Remember those Magic Eye books and pictures that were everywhere in the early 1990s? Like the picture above, they were chaotic blurs of colors, shapes and seemingly abstract patterns. The promise was that if we looked at the two-dimensional picture in the right way, we would see a three-dimensional image emerge before our very eyes!
So we would squint, move the picture around, stare into the colors – and still it looked the same. But when we were persistent, we could make it happen. If you held the picture close to your face – nose almost touching – and backed it away slowly while staring at it unblinkingly, the picture in front of you morphed magically into a beautiful, interesting, or complex design. Even though you were looking for that transformation, you were still taken by surprise when it appeared because it was right there – and had been right there the whole time. You just weren’t looking at it with the right focus. And remember how once you finally saw it, you could move the picture around and still see the inner picture – often even more clearly when you moved it farther away? That’s because your focus at that point was on the depth of of the picture instead of the chaotic facade.

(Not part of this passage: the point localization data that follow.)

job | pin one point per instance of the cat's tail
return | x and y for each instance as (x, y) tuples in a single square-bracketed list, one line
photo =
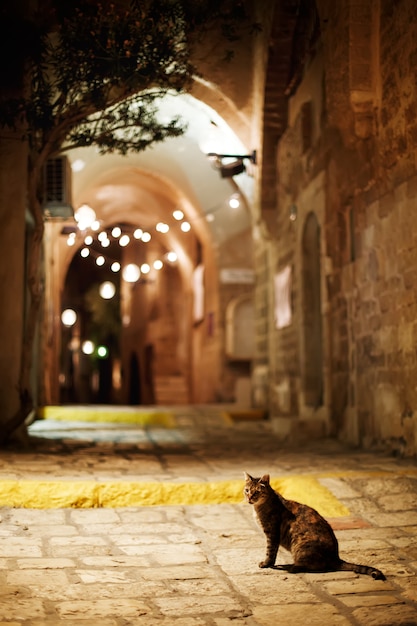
[(362, 569)]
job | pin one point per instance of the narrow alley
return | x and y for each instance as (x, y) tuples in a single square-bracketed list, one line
[(116, 524)]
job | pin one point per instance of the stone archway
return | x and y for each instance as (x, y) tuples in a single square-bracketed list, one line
[(312, 369)]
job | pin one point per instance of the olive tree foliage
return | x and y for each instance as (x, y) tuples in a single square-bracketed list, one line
[(92, 74)]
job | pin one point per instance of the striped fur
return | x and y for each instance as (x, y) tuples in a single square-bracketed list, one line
[(299, 529)]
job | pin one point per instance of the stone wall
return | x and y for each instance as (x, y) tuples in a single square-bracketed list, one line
[(357, 136)]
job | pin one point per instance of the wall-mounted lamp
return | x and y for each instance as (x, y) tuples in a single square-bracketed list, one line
[(227, 170)]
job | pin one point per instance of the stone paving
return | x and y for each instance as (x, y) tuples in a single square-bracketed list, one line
[(197, 565)]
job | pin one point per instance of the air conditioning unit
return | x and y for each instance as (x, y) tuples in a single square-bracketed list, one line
[(57, 189)]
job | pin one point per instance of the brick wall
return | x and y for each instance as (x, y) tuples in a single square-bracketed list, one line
[(362, 150)]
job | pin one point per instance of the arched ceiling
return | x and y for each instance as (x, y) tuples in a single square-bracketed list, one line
[(145, 188)]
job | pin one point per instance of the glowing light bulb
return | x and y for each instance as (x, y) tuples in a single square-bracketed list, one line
[(131, 273), (178, 215), (161, 227), (68, 317), (124, 240), (87, 347), (107, 290)]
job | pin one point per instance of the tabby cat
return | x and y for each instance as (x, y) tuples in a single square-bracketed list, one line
[(299, 529)]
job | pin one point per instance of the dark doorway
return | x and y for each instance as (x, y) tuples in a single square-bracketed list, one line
[(312, 315)]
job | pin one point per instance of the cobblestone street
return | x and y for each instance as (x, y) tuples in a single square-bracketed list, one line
[(195, 565)]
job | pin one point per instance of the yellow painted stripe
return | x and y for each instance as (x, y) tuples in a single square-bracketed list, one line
[(87, 494), (104, 415)]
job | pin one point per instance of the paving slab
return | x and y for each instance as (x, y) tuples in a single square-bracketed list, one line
[(193, 564)]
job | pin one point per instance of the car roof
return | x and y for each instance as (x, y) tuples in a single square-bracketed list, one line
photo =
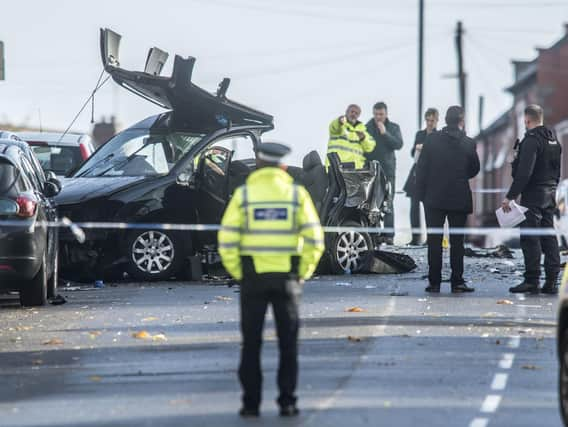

And so it is with marriage. We let the surface appearance of chaos and disconnectedness in our busy lives turn into our reality – the 2D version of us. The beautiful, the interesting, the foundation of what we started with is in the midst of that. It’s available for us to return to and hold on to when our big picture blurs into something we don’t recognize. It’s worth the effort to squint and shift our view and persist in our efforts until we see clearly what our main focus is – the 3D version of us. Once you know where it is, it’s what you keep seeing.